Police officials in Alabama have apologized to Patel’s family and said that the incident is being investigated, including by the FBI. The federal probe results will be sent to the U.S. Department of Justice, Reuters reported, citing an Alabama FBI spokesperson. The U.S. Department of State also expressed regret at the incident and spokesperson Jen Psaki said the department was ready to address any concerns.

The case comes as U.S. police officials are being increasingly criticized for using excessive force, amid months of anti-police protests after the deaths of Michael Brown and Eric Garner in Missouri and New York, respectively.

“Our hearts go out to him and to his family.

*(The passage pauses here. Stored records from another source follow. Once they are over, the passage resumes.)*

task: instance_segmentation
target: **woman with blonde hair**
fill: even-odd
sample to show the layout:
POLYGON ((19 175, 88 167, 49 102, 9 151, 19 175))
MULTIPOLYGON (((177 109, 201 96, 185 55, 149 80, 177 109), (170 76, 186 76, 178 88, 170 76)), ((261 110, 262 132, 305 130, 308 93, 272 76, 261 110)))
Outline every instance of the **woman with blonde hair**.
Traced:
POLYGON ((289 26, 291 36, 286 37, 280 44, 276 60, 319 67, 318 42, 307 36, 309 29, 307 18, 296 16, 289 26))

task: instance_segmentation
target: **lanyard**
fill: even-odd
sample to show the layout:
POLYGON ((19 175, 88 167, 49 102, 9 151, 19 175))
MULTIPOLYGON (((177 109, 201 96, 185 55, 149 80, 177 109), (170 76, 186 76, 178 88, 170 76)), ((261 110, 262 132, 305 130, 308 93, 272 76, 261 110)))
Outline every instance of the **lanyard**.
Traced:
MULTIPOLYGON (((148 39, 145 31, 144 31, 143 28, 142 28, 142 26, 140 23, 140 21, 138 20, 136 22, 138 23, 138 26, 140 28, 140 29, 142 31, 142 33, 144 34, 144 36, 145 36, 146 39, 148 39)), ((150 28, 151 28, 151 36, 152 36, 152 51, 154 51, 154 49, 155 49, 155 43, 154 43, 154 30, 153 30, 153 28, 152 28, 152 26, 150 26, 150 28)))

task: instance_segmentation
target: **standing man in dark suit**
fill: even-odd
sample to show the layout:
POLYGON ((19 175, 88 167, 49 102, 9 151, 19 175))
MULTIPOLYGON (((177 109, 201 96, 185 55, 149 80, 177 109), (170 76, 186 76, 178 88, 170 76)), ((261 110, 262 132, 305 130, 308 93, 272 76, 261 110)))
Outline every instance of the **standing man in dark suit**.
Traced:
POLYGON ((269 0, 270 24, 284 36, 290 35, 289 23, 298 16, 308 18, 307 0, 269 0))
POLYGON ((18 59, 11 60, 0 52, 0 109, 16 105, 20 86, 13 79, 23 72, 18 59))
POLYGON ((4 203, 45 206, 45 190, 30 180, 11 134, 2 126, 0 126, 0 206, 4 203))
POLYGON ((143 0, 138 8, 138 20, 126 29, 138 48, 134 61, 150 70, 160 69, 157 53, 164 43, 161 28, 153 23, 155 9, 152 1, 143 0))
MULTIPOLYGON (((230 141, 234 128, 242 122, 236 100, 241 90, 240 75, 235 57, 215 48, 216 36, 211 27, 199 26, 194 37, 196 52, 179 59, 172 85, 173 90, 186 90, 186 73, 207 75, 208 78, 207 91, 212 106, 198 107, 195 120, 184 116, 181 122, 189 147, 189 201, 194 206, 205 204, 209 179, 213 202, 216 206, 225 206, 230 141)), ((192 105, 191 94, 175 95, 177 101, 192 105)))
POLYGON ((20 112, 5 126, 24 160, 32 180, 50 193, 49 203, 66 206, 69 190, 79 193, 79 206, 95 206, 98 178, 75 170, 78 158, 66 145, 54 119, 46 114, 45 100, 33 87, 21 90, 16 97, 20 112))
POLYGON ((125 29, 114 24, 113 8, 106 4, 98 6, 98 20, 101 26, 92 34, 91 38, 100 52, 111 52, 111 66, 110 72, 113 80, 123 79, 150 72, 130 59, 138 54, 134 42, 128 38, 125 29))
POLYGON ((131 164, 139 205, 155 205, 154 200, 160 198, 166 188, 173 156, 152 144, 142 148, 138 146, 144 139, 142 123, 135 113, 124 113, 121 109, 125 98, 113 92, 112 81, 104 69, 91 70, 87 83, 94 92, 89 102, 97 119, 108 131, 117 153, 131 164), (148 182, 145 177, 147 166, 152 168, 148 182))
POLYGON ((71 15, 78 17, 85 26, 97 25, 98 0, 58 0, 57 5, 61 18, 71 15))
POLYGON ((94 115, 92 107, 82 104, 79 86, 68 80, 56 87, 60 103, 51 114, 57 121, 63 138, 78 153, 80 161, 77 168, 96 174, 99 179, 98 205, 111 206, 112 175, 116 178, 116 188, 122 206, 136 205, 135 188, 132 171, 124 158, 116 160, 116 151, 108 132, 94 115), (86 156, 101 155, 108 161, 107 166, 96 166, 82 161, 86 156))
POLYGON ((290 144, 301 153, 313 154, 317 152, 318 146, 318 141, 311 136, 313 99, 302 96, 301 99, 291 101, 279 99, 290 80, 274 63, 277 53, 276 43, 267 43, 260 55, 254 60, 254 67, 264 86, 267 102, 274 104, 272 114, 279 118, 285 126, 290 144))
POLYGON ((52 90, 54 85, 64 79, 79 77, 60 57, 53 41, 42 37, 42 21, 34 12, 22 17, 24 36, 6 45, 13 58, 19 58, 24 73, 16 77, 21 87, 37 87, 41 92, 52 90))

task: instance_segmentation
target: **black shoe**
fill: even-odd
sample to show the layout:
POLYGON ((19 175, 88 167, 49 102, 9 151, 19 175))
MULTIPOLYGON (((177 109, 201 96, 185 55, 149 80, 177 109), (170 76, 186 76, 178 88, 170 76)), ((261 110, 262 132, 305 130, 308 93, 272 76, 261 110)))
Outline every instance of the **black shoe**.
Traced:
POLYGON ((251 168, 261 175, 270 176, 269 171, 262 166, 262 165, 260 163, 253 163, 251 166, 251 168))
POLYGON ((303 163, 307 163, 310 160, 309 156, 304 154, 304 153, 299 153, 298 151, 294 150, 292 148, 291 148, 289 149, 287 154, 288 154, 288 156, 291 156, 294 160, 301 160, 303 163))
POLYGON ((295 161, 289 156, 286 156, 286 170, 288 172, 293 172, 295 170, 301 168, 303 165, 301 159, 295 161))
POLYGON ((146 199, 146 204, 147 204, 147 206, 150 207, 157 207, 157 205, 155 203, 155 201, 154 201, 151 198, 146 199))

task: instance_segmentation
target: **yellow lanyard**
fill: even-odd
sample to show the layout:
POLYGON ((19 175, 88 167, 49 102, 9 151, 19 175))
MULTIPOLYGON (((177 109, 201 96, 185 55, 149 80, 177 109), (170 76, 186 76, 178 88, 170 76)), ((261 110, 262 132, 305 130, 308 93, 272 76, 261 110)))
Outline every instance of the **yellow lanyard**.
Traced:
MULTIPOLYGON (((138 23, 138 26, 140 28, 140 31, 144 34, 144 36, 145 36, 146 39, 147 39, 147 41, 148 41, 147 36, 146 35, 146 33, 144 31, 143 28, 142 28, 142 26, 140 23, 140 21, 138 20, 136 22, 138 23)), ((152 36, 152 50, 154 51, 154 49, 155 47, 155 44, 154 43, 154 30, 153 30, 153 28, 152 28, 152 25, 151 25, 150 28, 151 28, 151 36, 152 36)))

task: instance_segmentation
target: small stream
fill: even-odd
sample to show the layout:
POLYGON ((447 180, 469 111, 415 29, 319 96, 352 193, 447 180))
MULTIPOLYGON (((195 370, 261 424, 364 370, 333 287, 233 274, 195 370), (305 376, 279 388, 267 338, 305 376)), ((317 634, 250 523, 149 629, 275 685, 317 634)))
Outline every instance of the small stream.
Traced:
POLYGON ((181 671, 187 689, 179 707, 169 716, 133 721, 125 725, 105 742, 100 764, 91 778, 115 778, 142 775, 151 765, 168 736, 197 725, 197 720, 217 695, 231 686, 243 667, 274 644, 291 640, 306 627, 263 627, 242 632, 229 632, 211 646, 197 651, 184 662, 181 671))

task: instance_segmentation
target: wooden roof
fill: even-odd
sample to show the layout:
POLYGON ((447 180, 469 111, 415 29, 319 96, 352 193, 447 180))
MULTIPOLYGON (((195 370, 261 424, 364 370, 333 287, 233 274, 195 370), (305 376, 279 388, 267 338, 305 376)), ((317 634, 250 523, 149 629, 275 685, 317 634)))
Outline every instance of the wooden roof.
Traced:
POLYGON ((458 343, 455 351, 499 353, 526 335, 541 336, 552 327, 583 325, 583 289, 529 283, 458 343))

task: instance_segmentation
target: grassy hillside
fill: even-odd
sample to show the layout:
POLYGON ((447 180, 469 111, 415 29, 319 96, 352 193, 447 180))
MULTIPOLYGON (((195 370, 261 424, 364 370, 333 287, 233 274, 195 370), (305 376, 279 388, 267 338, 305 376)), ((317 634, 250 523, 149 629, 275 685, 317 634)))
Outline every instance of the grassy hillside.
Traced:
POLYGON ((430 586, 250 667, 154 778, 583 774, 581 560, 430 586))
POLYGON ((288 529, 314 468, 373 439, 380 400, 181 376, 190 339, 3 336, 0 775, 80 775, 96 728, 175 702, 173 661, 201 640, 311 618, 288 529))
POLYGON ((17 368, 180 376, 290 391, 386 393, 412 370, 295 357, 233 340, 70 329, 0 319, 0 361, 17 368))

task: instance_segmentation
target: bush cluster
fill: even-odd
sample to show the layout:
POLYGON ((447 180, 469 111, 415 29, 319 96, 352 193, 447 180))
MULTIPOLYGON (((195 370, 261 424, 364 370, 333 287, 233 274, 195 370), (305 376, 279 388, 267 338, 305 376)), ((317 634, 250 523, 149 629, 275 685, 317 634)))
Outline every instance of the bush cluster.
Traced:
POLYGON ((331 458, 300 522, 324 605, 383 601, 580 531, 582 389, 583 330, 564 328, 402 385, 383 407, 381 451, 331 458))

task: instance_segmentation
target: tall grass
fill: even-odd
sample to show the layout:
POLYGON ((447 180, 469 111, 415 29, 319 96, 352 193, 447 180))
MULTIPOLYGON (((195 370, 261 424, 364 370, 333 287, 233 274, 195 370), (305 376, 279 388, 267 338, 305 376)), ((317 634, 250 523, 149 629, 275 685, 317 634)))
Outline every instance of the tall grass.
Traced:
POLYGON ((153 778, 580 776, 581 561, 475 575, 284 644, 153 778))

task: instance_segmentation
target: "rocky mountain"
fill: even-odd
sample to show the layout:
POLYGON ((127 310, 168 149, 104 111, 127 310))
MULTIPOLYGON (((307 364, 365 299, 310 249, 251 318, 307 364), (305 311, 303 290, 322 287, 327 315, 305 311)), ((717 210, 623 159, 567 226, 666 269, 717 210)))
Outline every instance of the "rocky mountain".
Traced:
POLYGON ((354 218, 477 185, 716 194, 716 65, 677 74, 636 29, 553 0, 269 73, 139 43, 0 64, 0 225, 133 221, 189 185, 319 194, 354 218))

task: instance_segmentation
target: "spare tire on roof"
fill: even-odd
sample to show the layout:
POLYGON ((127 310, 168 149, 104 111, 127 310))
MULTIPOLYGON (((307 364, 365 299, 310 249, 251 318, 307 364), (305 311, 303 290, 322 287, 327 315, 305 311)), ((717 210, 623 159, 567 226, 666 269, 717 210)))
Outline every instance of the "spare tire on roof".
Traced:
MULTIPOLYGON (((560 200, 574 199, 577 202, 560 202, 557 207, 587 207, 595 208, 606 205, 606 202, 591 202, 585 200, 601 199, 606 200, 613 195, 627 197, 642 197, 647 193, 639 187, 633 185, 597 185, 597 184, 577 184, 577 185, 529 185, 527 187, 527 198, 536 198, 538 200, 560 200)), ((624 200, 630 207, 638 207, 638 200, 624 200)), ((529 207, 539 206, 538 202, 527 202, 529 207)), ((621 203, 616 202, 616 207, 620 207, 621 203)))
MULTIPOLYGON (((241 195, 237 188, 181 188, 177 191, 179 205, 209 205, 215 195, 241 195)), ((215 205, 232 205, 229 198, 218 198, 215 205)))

Obviously, there’ll be an investigation into this case which will be handled by local authorities,” Psaki said in a briefing Thursday, adding: “The Secretary and the State Department certainly express our strong condolences to the family for everything that he has been through. This is being handled by local authorities, and certainly, we would address any concerns through private diplomatic channels.”

Patel had reached northern Alabama about two weeks back to help his son’s family to take care of their 17-month-old child. He was walking outside his son’s house at 9 a.m., last Friday, when police officers approached him, after receiving a call from a neighbor who said the man looked suspicious. The officers reportedly asked Patel for more details such as his name, identity, and address. Patel had said, "No English, Indian," and pointed a finger toward his son’s house, a video released by Madison City Police Chief Larry Muncey showed, according to the Hindustan Times, an Indian newspaper. Eric Parker, one of the police officers, soon violently threw him to the ground, face first, and threatened him not to escape.

Muncey said Thursday, according to The Hindu, an Indian national daily, that he “recommended that Parker be fired for his use of force against a man, who committed no crime, did not speak English and could not understand the commands.”

“I found that officer Eric Parker's actions did not meet the high standards and expectations of the Madison City Police Department,” Muncey reportedly said.

Patel had to undergo surgery to relieve pressure on his spinal cord, after the accident, Reuters reported, adding that he was recovering but his legs were still weak. “I just can’t believe what they did to this very gentle man who wanted nothing more than to go out for a walk,” Henry Sherrod, Patel’s lawyer told Reuters.